En realidad, eso casi nunca es cierto. Acaso sucedió cuando el bicho humano vivía en cuevas y cazaba en grupos, pero la rebatiña se fue debilitando en la medida en que evolucionó y creó las bases de las sociedades modernas.
Es absurdo pensar que Estados Unidos fue a Iraq para quedarse con su petróleo. La guerra iraquí ha costado a los contribuyentes norteamericanos 784 000 millones de dólares. Si le sumamos el conflicto afgano excede el billón de dólares.
Comprarle y revender la energía a Iraq, como hacen las empresas petroleras, es un buen negocio. Arrebatársela a tiros es incosteable.
Intervenir en Siria para saquearla sería, además de un crimen, una estupidez. Siria exporta menos de 150 000 barriles diarios de petróleo y su per cápita anual ronda los 3, 400 dólares.
Es ridículo pensar que la motivación de Washington o París es robarle sus pocas pertenencias a ese polvoriento rincón del Medio Oriente.
Si Estados Unidos quisiera apoderarse de un país petrolero rico tiene en su frontera norte a Canadá, pero tamaña barbaridad no se le ocurre a nadie en sus cabales.
La segunda falsedad es que las guerras dinamizan las economías. Incluso premios Nobel, como Paul Krugman, la suscriben. Afortunadamente otros premios Nobel -Joseph Stiglitz, por ejemplo- opinan lo contrario.

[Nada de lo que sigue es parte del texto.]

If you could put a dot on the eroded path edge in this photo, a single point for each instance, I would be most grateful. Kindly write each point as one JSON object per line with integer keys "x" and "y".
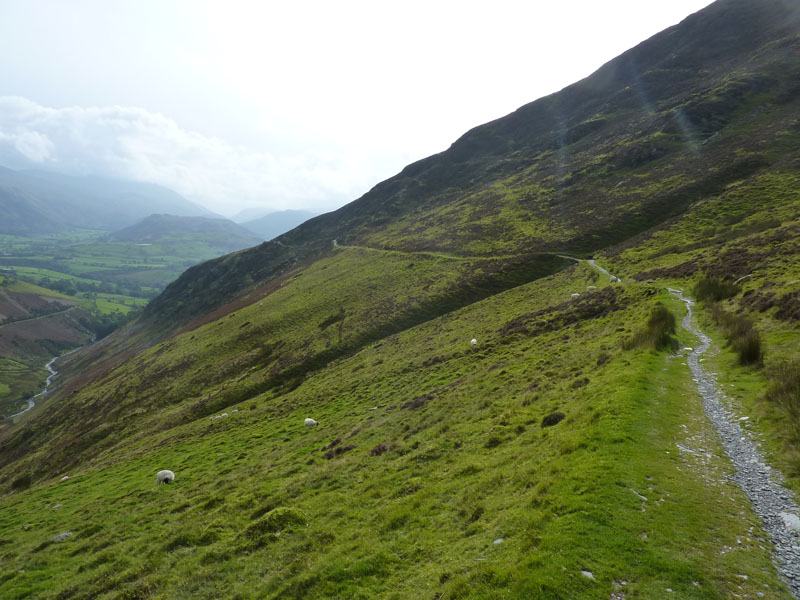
{"x": 770, "y": 500}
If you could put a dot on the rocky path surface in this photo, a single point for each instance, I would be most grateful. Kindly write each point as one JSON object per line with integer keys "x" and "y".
{"x": 772, "y": 502}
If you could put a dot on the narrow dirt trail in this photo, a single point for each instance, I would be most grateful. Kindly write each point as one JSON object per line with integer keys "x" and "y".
{"x": 47, "y": 316}
{"x": 772, "y": 502}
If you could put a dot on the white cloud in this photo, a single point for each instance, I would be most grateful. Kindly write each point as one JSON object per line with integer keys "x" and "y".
{"x": 32, "y": 145}
{"x": 134, "y": 143}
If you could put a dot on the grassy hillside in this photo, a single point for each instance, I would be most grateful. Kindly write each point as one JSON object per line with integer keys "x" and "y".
{"x": 564, "y": 455}
{"x": 428, "y": 452}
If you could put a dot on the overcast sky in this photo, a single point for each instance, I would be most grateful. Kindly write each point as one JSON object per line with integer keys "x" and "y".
{"x": 301, "y": 104}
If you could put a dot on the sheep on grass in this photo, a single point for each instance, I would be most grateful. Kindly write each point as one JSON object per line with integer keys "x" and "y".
{"x": 165, "y": 476}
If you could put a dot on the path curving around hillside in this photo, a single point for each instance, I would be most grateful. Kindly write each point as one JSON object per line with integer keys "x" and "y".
{"x": 772, "y": 502}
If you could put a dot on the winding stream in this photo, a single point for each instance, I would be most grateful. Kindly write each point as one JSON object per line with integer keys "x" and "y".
{"x": 770, "y": 500}
{"x": 31, "y": 403}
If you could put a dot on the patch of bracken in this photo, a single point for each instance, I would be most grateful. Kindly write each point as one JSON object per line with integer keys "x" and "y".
{"x": 380, "y": 449}
{"x": 592, "y": 305}
{"x": 553, "y": 419}
{"x": 578, "y": 383}
{"x": 686, "y": 269}
{"x": 333, "y": 444}
{"x": 418, "y": 402}
{"x": 789, "y": 307}
{"x": 337, "y": 451}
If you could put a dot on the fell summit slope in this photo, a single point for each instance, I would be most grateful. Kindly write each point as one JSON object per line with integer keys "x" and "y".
{"x": 439, "y": 469}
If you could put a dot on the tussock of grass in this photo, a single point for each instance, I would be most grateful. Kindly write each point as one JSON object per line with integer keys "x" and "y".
{"x": 742, "y": 335}
{"x": 657, "y": 333}
{"x": 784, "y": 391}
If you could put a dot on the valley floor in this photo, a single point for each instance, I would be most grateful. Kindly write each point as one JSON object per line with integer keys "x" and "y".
{"x": 432, "y": 474}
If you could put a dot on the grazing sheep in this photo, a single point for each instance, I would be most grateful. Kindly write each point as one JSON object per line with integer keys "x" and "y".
{"x": 165, "y": 476}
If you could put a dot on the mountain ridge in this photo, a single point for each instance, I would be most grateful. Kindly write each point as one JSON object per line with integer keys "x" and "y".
{"x": 493, "y": 419}
{"x": 45, "y": 202}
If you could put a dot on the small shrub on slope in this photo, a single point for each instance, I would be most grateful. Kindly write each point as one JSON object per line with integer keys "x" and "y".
{"x": 657, "y": 333}
{"x": 742, "y": 335}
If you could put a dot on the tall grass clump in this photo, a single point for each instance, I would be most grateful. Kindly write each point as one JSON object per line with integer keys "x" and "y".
{"x": 714, "y": 289}
{"x": 657, "y": 333}
{"x": 783, "y": 390}
{"x": 742, "y": 335}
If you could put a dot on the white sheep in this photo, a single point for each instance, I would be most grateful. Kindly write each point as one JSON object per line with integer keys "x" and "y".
{"x": 165, "y": 476}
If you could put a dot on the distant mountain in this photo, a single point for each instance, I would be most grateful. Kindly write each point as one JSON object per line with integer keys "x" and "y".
{"x": 250, "y": 214}
{"x": 274, "y": 224}
{"x": 34, "y": 202}
{"x": 491, "y": 420}
{"x": 159, "y": 228}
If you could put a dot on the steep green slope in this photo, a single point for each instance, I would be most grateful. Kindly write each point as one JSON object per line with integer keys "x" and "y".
{"x": 681, "y": 116}
{"x": 545, "y": 461}
{"x": 428, "y": 452}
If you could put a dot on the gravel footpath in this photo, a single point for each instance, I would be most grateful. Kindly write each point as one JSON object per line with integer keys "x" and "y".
{"x": 770, "y": 500}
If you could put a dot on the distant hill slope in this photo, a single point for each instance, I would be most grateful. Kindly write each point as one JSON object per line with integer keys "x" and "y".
{"x": 565, "y": 454}
{"x": 683, "y": 115}
{"x": 42, "y": 202}
{"x": 274, "y": 224}
{"x": 214, "y": 232}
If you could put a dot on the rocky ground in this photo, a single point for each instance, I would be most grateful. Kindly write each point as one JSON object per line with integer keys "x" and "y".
{"x": 771, "y": 501}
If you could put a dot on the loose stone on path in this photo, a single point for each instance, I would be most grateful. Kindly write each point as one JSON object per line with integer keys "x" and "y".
{"x": 770, "y": 500}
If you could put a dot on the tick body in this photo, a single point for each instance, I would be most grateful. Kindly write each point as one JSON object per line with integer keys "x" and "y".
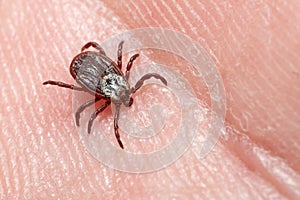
{"x": 100, "y": 76}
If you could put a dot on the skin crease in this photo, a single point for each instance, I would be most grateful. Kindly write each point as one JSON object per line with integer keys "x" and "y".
{"x": 254, "y": 45}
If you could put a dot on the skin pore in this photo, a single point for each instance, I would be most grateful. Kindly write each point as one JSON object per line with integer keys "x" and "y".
{"x": 254, "y": 45}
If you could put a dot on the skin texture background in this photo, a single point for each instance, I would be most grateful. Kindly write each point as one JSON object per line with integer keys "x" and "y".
{"x": 255, "y": 45}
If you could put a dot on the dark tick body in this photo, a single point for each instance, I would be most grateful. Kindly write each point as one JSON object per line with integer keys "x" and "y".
{"x": 100, "y": 76}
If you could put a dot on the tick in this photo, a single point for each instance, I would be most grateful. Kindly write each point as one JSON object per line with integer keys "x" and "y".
{"x": 100, "y": 76}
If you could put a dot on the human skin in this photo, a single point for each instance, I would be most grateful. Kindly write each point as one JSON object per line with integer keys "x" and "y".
{"x": 255, "y": 46}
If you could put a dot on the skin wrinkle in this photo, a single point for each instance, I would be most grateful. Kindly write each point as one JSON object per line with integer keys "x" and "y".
{"x": 222, "y": 171}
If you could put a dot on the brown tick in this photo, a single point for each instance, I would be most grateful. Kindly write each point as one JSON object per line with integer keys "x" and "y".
{"x": 100, "y": 76}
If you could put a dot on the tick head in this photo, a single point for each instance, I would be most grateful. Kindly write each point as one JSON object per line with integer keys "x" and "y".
{"x": 126, "y": 98}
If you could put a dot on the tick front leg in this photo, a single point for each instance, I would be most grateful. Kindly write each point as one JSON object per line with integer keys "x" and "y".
{"x": 116, "y": 126}
{"x": 84, "y": 106}
{"x": 95, "y": 45}
{"x": 129, "y": 65}
{"x": 94, "y": 115}
{"x": 119, "y": 62}
{"x": 140, "y": 82}
{"x": 65, "y": 85}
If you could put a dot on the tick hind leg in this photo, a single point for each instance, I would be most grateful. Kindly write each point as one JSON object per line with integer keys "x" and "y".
{"x": 65, "y": 85}
{"x": 84, "y": 106}
{"x": 95, "y": 45}
{"x": 120, "y": 48}
{"x": 116, "y": 126}
{"x": 129, "y": 65}
{"x": 94, "y": 115}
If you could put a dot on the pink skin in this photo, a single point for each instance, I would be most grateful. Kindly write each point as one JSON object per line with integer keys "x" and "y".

Quien tiene razón es Stiglitz. Las guerras, además de aniquilar a las personas, destruyen los bienes materiales, las infraestructuras, provocan inflación, inhiben la formación de capital y asignan perversamente los recursos disponibles.
Con lo que cuesta fabricar un portaaviones hay recursos para abrir 5 mil empresas generadoras de riquezas y empleos.
Es absurdo pensar que el reclutamiento de soldados es una forma razonable de crear empleos. Suiza se convirtió en el país más rico del mundo evitando las guerras, no participando en ellas.
John Maynard Keynes creyó que la Segunda Guerra Mundial contribuyó al fin de la depresión que sobrevino tras el crack del año 29. Su confusión probablemente se debió a que no tenía información adecuada.
Cuando Estados Unidos entró en ese conflicto, habían pasado 12 años del inicio de la crisis y estaban en franca recuperación.
Y, si las guerras son tan malas, y casi nadie se beneficia, ¿por qué los gobernantes recurren a ellas? La respuesta está en la compleja psiquis humana.
Van a la guerra por oscuras razones enmascaradas tras elocuentes discursos morales y patrióticos, por el poder y la gloria, por el placer de mandar, por ensoñaciones ideológicas, por arbitrarias construcciones teóricas y estratégicas que casi siempre salen mal, por vengar agravios, supersticiones religiosas, políticas o étnicas. A veces, pocas veces, por la libertad, en busca de derechos o para defenderse de una agresión. Es la extraña naturaleza humana.